The Duke of Richmond, in order to baffle the opposition, moved that the standing order which required their lordships to take their places should be enforced. The opposition saw at once that this motion was made for the sake of delay, and angrily protested against it; whereupon the duke threatened to call for the enforcement of two other standing orders which prohibited the use of intemperate and threatening language in the House. Lord Londonderry, furious with indignation, broke out into a vehement tirade against the conduct of the ministry, and thus effectually played the game of his opponents. So violent was the excitement which prevailed at this time in the House, that the ladies present were terrified, thinking that the peers would actually come to blows. At length Lord Londonderry was persuaded to sit down, and Lord Wharncliffe obtained a hearing. But it was too late to press his motion, and he contented himself with reading it, in order that it might be entered on the journals of the House.
At this conjuncture, the Lord Chancellor returned, and the moment the reading of the address was concluded, he exclaimed in a vehement and emphatic tone:
"My lords, I have never yet heard it doubted that the King possessed the prerogative of dissolving Parliament at pleasure, still less have I ever known a doubt to exist on the subject at a moment when the lower House have thought fit to refuse the supplies." Scarcely had he uttered these words when he was summoned to meet the King, who had just arrived and was in the robing room; he at once quitted the House which resounded on all sides with cries of "hear" and "the King."
The tumult having in some degree subsided, Lord Mansfield addressed the House, regretting the scene which had just occurred, and condemning the dissolution, which he qualified as an act by which the ministers were making the sovereign the instrument of his own destruction.
He was interrupted by another storm of violence and confusion, which was at length appeased by the announcement that the King was at hand. When he entered, the assembly had recovered its usual calm and decorous tranquillity. The members of the House of Commons having been summoned to the bar, the King, in a loud and firm voice, pronounced his speech, which commenced with the following words:
"My lords and gentlemen,
"I have come to meet you for the purpose of proroguing this Parliament, with a view to its immediate dissolution.

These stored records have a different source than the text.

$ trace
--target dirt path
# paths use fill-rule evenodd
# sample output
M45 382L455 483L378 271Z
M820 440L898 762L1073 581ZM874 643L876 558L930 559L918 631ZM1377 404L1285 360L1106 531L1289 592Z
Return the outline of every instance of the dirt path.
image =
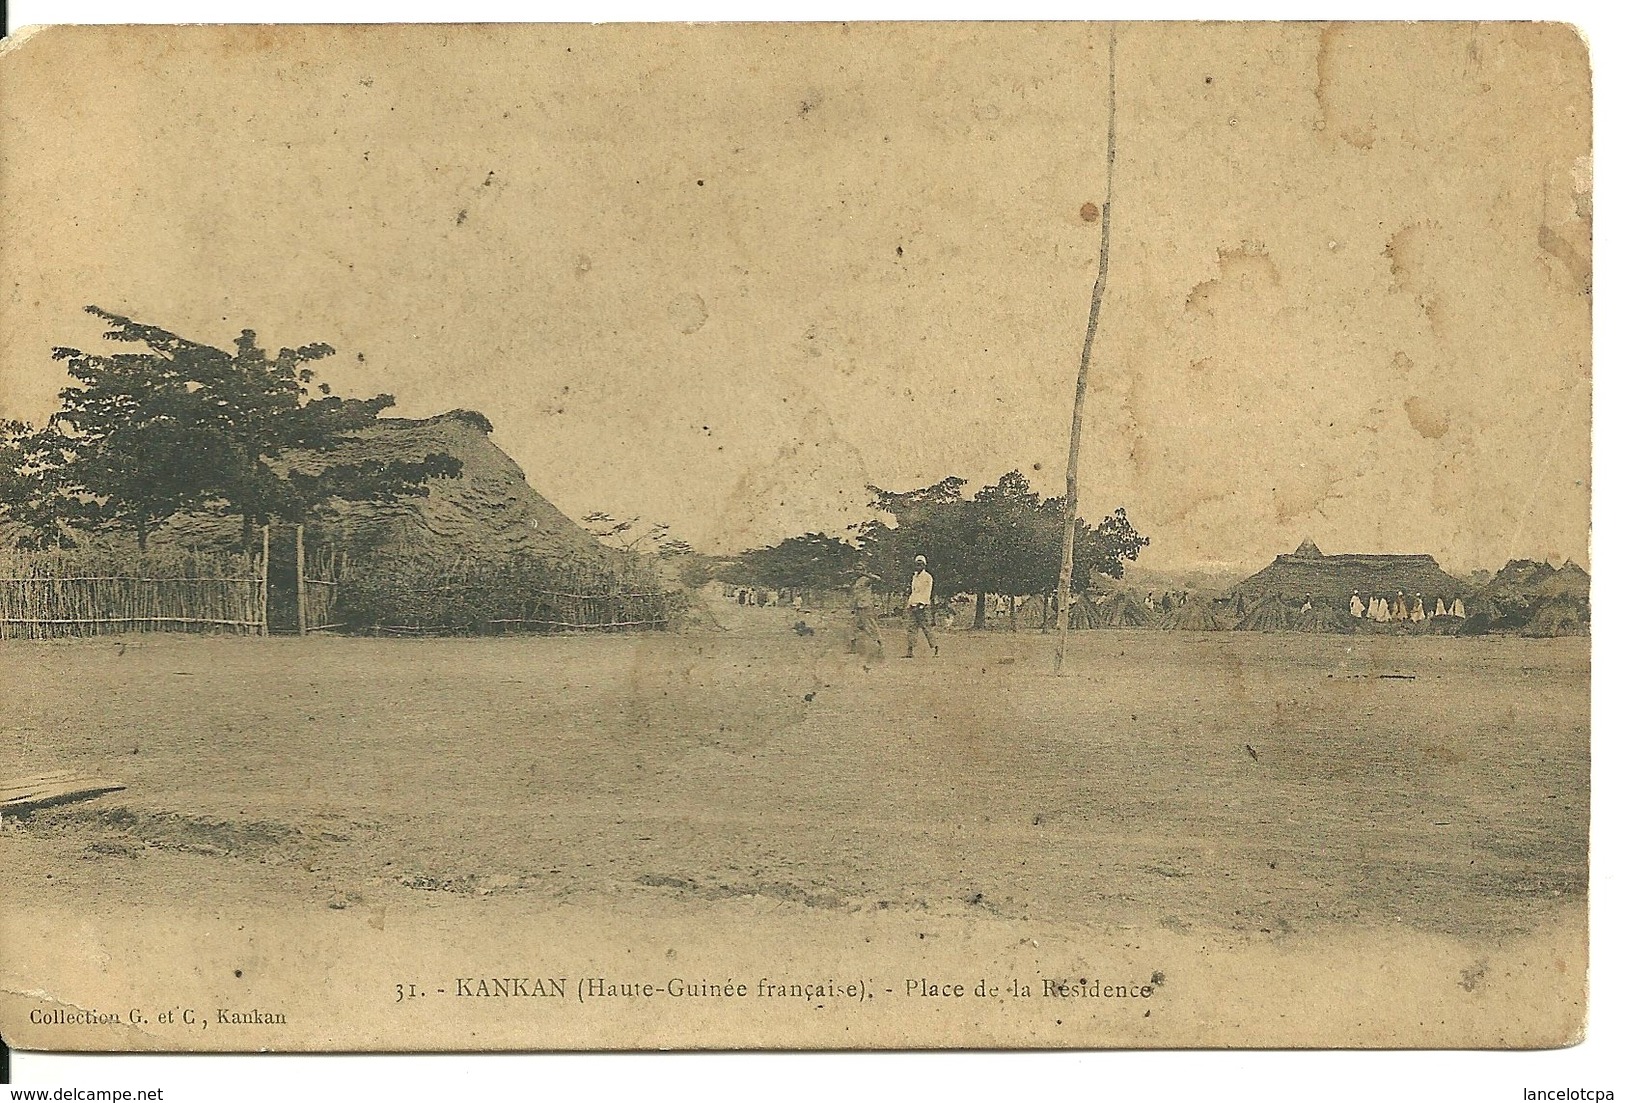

"I have been induced to resort to this measure for the purpose of ascertaining the sense of my people, in the way in which it can be most constitutionally and authentically expressed, on the expediency of making such changes in the representation as circumstances may appear to require, and which, founded on the acknowledged principles of the constitution, may tend at once to uphold the just rights and prerogatives of the crown, and to give security to the liberties of the people."